(Aside from, you know, the really obvious stuff, like being excellent at basketball.)
Thursday morning, when rumors of a new Dwight Howard deal began percolating around Twitter, it was believed that the Lakers, in an effort to finally acquire Orlando's superstar center, would send out not just Andrew Bynum but Pau Gasol as well, getting Al Harrington in return. As the day went on, the winds began to change. Maybe Gasol was involved, maybe not. In the end, he stayed put. The Lakers acquired Howard (along with Chris Duhon and Earl Clark) for Bynum, Josh McRoberts, Christian Eyenga and a lottery-protected first-round pick in 2017. (Why 2017? Because it's the first one the Lakers have available for trading after the Steve Nash deal last month.)
Improbable as it might have seemed a few months ago, the Lakers have reinvented themselves as a legitimate top-shelf contender, and Gasol remains in Los Angeles. In the wake of the Howard deal, here are four reasons why that matters so much:
1. Dwight insurance.
Howard may not be ready for the start of the regular season while recovering from back surgery. With Gasol, the Lakers have the ability to accommodate whatever Howard requires to be totally healthy when it really matters. Antawn Jamison slides over to the 4 temporarily, and while the Lakers' bench thins out a little, a starting five of Kobe, Gasol, Nash, Jamison and Metta World Peace is pretty stout. Certainly enough to win some games if Howard needs a little time.
2. Gasol's versatility will be key.
I'm less concerned than some about the sheer age of the team, but without question, the lesser the burden put on Kobe and Nash the better. In many ways, Gasol does out of the frontcourt what Nash does in the backcourt -- greases the wheels and makes life easier for others, both with his passing and how he can force a defense to react. For a team still not rich with shot creators, losing Pau would have had a profoundly negative impact on the Lakers' offense (bad offense, of course, often leading to bad defense). While Gasol still might not find his way into the post as much as he'd like/his talent dictates, the rest of his skill set adds a completely different dimension to what the Lakers can do, and is integral to keeping the team's backcourt stars fresh.
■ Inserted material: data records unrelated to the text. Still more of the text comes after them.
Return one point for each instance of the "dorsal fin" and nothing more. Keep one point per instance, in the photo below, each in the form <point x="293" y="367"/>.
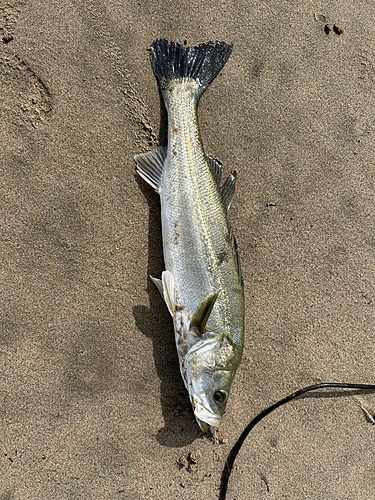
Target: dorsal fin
<point x="202" y="313"/>
<point x="216" y="168"/>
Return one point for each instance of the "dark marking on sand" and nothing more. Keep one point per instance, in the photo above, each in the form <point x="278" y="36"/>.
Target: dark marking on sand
<point x="337" y="30"/>
<point x="327" y="29"/>
<point x="9" y="14"/>
<point x="21" y="85"/>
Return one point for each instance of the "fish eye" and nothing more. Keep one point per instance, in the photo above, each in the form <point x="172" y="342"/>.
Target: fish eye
<point x="220" y="396"/>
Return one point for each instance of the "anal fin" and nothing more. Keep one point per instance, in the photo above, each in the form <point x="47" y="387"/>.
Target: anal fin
<point x="167" y="290"/>
<point x="150" y="166"/>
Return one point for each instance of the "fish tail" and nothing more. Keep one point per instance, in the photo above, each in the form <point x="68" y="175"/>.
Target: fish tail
<point x="203" y="63"/>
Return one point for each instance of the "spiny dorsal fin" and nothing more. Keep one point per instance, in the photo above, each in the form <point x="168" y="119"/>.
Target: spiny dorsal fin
<point x="150" y="166"/>
<point x="216" y="169"/>
<point x="227" y="190"/>
<point x="202" y="313"/>
<point x="202" y="63"/>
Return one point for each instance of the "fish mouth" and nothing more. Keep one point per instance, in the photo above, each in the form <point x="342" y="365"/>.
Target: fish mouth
<point x="205" y="418"/>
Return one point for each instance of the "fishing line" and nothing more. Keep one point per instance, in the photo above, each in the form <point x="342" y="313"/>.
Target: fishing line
<point x="237" y="446"/>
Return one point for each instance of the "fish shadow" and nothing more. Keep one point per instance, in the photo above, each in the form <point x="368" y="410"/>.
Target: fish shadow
<point x="180" y="427"/>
Plus, he's a far better defender than anyone likely replacing him, meaning the Lakers don't forfeit a portion of what Howard brings on that side of the ball.
3. The Lakers need givers.
Having "too many" highly talented players on the roster is one of those quasi-problems that every GM in the league would love to tackle, but nonetheless presents challenges. Statistically at least, the four stars will all have to sacrifice for this to work effectively. Having Gasol, who last season demonstrated a willingness to play a role outside his comfort zone without complaint and who plays with an unflinching team-first ethic, only helps the endeavor. Granted, had Gasol been traded we'd be talking about three guys having to share instead of four, but I'd much rather have another talented guy who models the necessary mindset over role players without the skill to merit a larger profile.
4. The Lakers need talent.
And here's the big one.
A core of Howard, Bryant, and Nash ain't bad, but without Gasol, the Lakers would have been a much thinner group with almost zero ability to absorb injury. Jamison likely would have moved into the starting lineup, by definition eliminating his impact off the bench and likely leaving the Lakers short on scoring from their reserves. That's not a roster taking down Oklahoma City and Miami in the playoffs. So while the Lakers would have had their star of the post-Kobe era, they likely would have lowered their title chances had Gasol joined Bynum on the exit ramp and undercut the moves coming before the Howard trade.